My Pet Warehouse
- Company type: Private
- Industry: Retail
- Founded: South Melbourne, Victoria, Australia 2009
- Headquarters: Melbourne, Australia
- Number of locations: 13
- Key people: Philip Bartholomew, CEO
- Products: Pet food, accessories, prescription diets, flea and worming
- Services: Pet supplies, grooming, dog training.
- Website: www.mypetwarehouse.com.au

= My Pet Warehouse =

Pet supply retailer

My Pet Warehouse is an Australian retailer of pet supplies. It was founded in 2009 by Philip Bartholomew and it operates from thirteen locations. The company offers a variety of specialty pet supplies and accessories.
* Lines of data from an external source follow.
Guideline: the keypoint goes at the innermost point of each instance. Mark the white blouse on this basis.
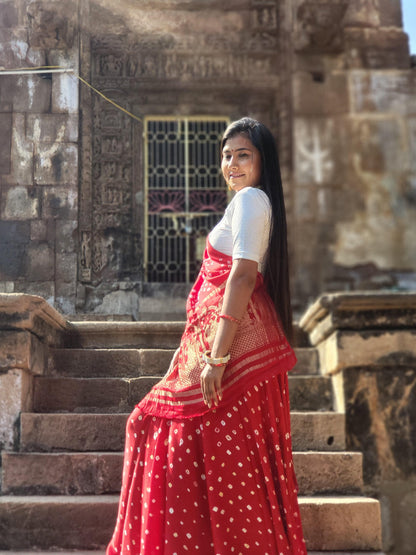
(243, 232)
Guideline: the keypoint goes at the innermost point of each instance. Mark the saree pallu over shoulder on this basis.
(259, 351)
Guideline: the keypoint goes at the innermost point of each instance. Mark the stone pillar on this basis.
(28, 327)
(39, 145)
(367, 343)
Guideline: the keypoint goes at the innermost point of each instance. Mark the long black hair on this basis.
(276, 266)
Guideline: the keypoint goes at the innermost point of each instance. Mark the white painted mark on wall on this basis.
(315, 159)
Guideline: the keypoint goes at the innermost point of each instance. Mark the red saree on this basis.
(219, 481)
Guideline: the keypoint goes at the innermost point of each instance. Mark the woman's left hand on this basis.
(211, 378)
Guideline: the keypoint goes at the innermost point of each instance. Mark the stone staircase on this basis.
(60, 487)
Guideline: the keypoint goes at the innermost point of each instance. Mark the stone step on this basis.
(121, 335)
(341, 523)
(87, 522)
(100, 473)
(320, 431)
(59, 394)
(109, 363)
(130, 363)
(127, 334)
(308, 361)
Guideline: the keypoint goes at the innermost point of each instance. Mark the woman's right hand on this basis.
(211, 378)
(173, 361)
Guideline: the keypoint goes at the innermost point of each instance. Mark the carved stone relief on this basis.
(319, 26)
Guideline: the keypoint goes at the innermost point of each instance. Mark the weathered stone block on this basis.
(51, 24)
(305, 204)
(374, 232)
(328, 472)
(38, 230)
(15, 387)
(361, 13)
(411, 134)
(82, 395)
(314, 98)
(45, 289)
(381, 420)
(41, 262)
(341, 523)
(24, 312)
(28, 93)
(8, 14)
(15, 237)
(390, 13)
(66, 267)
(120, 302)
(398, 499)
(56, 164)
(319, 26)
(383, 92)
(65, 93)
(67, 236)
(52, 128)
(22, 350)
(133, 335)
(60, 203)
(21, 154)
(65, 296)
(377, 48)
(320, 147)
(20, 203)
(5, 142)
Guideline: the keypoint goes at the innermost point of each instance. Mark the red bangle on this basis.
(231, 318)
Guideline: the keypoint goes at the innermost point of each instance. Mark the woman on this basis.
(208, 463)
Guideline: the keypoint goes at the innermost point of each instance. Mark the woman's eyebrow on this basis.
(228, 149)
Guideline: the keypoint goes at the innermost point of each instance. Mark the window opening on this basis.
(185, 194)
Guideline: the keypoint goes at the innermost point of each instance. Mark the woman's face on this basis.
(241, 163)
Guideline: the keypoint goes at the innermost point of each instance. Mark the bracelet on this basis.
(231, 318)
(221, 361)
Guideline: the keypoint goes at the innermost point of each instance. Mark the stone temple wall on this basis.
(332, 78)
(354, 106)
(39, 152)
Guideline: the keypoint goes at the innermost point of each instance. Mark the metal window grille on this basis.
(185, 195)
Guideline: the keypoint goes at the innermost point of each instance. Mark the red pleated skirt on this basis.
(218, 484)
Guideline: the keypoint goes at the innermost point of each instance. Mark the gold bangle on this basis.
(230, 318)
(221, 361)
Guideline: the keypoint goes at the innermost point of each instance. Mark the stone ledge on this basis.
(359, 310)
(19, 311)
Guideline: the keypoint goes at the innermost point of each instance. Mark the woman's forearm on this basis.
(238, 290)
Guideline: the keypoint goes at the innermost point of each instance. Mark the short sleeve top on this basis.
(243, 232)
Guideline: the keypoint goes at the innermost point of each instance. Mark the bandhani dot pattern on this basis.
(218, 484)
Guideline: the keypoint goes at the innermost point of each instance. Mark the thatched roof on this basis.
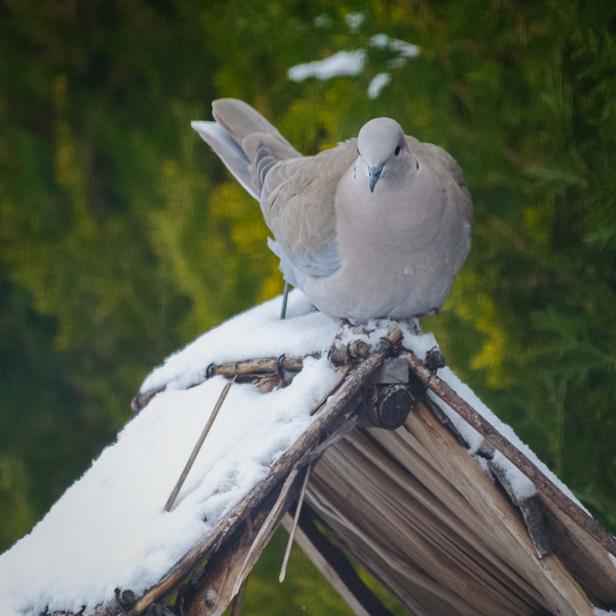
(388, 478)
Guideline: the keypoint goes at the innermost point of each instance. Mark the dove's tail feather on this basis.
(229, 151)
(235, 122)
(240, 120)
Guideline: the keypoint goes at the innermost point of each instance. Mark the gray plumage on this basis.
(377, 226)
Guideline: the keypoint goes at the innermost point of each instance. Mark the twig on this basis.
(267, 529)
(197, 447)
(298, 508)
(238, 600)
(543, 484)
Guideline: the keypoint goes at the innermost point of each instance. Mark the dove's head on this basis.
(382, 149)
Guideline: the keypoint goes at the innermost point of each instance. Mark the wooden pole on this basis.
(544, 485)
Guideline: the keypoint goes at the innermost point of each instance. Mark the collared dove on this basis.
(377, 226)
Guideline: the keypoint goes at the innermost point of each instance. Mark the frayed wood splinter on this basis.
(298, 509)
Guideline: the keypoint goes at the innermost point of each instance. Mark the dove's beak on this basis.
(374, 173)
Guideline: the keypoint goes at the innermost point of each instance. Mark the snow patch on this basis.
(343, 63)
(377, 84)
(109, 530)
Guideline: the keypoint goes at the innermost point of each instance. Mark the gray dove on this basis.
(377, 226)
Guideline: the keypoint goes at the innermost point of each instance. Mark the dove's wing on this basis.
(298, 200)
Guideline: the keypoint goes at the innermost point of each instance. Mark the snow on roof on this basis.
(109, 529)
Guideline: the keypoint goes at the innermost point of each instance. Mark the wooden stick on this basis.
(247, 369)
(197, 447)
(267, 529)
(238, 600)
(298, 508)
(544, 485)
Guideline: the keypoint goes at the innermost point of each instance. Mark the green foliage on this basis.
(122, 237)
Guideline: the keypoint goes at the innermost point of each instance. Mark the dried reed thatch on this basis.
(388, 482)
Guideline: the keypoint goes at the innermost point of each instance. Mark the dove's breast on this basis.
(400, 247)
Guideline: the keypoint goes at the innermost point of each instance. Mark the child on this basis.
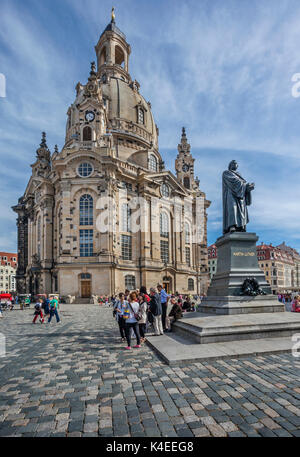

As of 2015, it is the largest online retailer of pet supplies in Australia with $33 million annual revenue.

==History==
As a former CEO of Petbarn, Philip Bartholomew launched the multichannel pet store in early 2009. Bartholomew founded The Pet Warehouse, which merged with Petbarn in 2003 and was later acquired by Mammoth Pet Holdings. He left the company and signed a three-year non-compete clause. As soon as the clause expired, Bartholomew started a new pet supplies company under the name My Pet Warehouse in June 2009. The company began its operations from Melbourne, Australia and soon established ten pet stores in the major Australian cities including Perth, Sydney and Brisbane.

My Pet Warehouse was sold to PetStock.

==Growth==
In 2015, the company sold five of its Melbourne stores to consolidate the funds to open eight new stores strategically located in Sydney, Melbourne and Brisbane to expand its reach.